Mulysari may have been penalised a maximum of 4,500 rupiah (A$0.51) and 16 months' imprisonment under the Indonesian penal code on defamation.
But the new cyberlaw - targeted at hackers, spammers and DDoS attackers - meant Mulysari could be penalised up to one billion rupiah (A$113,475) and six years imprisonment.
Dewi said one million Facebook users expressed their support for Mulysari through various groups, raising a total of 1.2 billion rupiah in on- and offline donations. She was subsequently acquitted in two civil defamation lawsuits, and was expected to also escape criminal charges.

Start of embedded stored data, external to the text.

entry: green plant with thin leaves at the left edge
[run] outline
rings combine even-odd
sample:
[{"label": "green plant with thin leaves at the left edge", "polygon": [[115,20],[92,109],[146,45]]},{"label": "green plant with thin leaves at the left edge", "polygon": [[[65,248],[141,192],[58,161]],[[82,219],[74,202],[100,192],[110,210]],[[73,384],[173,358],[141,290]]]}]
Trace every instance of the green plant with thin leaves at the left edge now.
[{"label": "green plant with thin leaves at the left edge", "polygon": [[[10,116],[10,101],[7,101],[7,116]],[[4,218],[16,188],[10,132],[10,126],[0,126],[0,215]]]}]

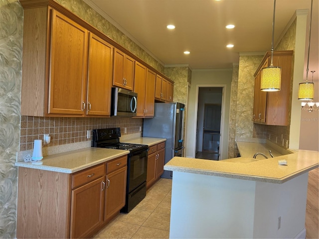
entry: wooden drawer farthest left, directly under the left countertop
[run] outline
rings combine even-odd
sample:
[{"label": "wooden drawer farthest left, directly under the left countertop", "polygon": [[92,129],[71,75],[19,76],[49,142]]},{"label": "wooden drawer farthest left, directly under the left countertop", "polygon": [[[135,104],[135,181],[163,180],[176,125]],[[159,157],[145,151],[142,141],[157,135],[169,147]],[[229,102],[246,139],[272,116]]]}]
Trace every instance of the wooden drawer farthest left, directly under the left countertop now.
[{"label": "wooden drawer farthest left, directly under the left countertop", "polygon": [[85,169],[72,175],[72,189],[80,185],[89,183],[99,177],[102,177],[105,172],[105,164],[99,164],[97,166]]}]

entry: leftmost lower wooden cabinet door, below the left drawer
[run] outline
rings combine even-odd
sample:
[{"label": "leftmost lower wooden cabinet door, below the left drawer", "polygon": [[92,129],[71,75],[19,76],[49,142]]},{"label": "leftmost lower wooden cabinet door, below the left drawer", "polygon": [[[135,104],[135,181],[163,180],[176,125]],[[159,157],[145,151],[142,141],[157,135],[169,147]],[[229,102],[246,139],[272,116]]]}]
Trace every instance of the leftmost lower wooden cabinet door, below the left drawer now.
[{"label": "leftmost lower wooden cabinet door, below the left drawer", "polygon": [[103,223],[103,182],[101,177],[72,190],[70,238],[86,238]]}]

"Facebook [is] having a big impact in influencing some political and legal issues in Indonesia," Dewi said, noting that the Indonesian Government was now seeking academics' advice on cyberlaw amendments.
Although privacy was still a nascent area of Indonesian law, young Indonesians were leading a push towards more privacy protections, Dewi said.
Her Australian guest lecture came ahead of the planned December 2011 implementation of a single identity number for all Indonesians that would be stored on a population database and used to process administrative services.
Indonesia was also in the process of ratifying the European Union's Convention on Cybercrime, which called for procedures to force service providers to surrender information about subscribers, and intercept and record traffic.
The Australian Government announced plans to accede to that treaty in May, 2010.
"Indonesians, especially younger generations, have a strong voice that privacy has to be protected. But other parts of society don't care," Dewi said.
She blamed a lack of privacy regulations for local banks' practice of selling customers' data to credit card marketers.
"In the academic sphere, we understand that we need this [privacy] regulation ... [But] unfortunately in Indonesia, cyberlaw hasn't been a priority," she said, highlighting corruption and bureaucracy as more pressing issues.